IJ Appeals Maine School Choice Case To U.S. Supreme Court

October 1, 2006

October 2006

IJ Appeals Maine School Choice Case To U.S. Supreme Court

Some towns in Maine are too small to have their own public schools. Instead, such “tuitioning” towns pay tuition for parents to send their children to any public or private school they choose—except religious schools, which are banned from the program by State law. In Anderson v. Town of Durham, the Institute for Justice has asked the U.S. Supreme Court to declare the State’s discriminatory tuitioning program unconstitutional under the free speech, free exercise and equal protection provisions of the U.S. Constitution.

After more than 100 years of religious neutrality and inclusion, in 1980 Maine suddenly kicked children whose parents selected religious schools for them out of its tuitioning program, citing federal Establishment Clause concerns. But even after the U.S. Supreme Court dispelled those concerns in Zelman v. Simmons-Harris (2002), a case also litigated with the help of the Institute for Justice, Maine refused to go back to a principle of nondiscrimination. IJ then sued the State on behalf of eight families who were denied tuitioning funds based on their preference for religious schools. The Maine Supreme Court upheld the discriminatory tuitioning program based on a fundamental misconception of U.S. Supreme Court precedent.
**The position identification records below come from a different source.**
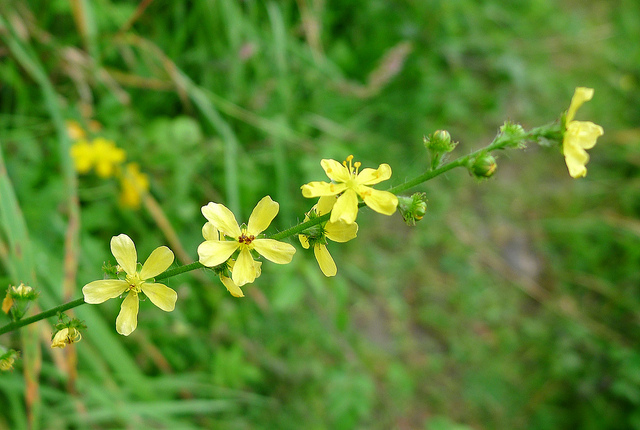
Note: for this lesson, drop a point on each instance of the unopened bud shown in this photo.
(7, 358)
(439, 142)
(484, 166)
(412, 208)
(17, 300)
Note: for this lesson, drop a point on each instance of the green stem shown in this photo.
(179, 270)
(461, 161)
(42, 315)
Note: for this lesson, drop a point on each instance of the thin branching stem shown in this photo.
(299, 228)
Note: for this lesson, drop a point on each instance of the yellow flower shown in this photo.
(579, 135)
(7, 358)
(214, 252)
(316, 236)
(135, 282)
(209, 232)
(352, 184)
(83, 156)
(66, 336)
(134, 184)
(106, 156)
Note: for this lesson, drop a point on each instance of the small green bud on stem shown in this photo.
(412, 208)
(484, 166)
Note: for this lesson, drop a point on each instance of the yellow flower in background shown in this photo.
(66, 336)
(351, 183)
(209, 232)
(83, 156)
(133, 183)
(338, 231)
(579, 135)
(244, 239)
(106, 156)
(135, 282)
(7, 358)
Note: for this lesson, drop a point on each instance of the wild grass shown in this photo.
(512, 304)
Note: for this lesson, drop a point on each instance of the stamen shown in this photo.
(246, 239)
(357, 165)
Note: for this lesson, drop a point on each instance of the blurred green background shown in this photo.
(514, 304)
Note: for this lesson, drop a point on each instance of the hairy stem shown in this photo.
(430, 174)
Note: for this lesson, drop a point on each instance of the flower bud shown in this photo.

In Anderson, the Institute for Justice has asked the Court to make clear that the wholesale exclusion of religious options from an otherwise neutral and generally available scholarship program violates the basic nondiscrimination principles of the U.S. Constitution. Such a precedent could present a major step forward for school choice nationwide by undercutting the legal claims of choice opponents. Those opponents argue that state constitutions require the kind of anti-religious discrimination that Maine practices. IJ’s effort is supported by outstanding friend of the court briefs from the states of Florida, Texas and Alabama, as well as the Alliance for School Choice, the Friedman Foundation, Black Alliance for Educational Options (BAEO) and Hispanic Council for Reform and Educational Options (HCREO).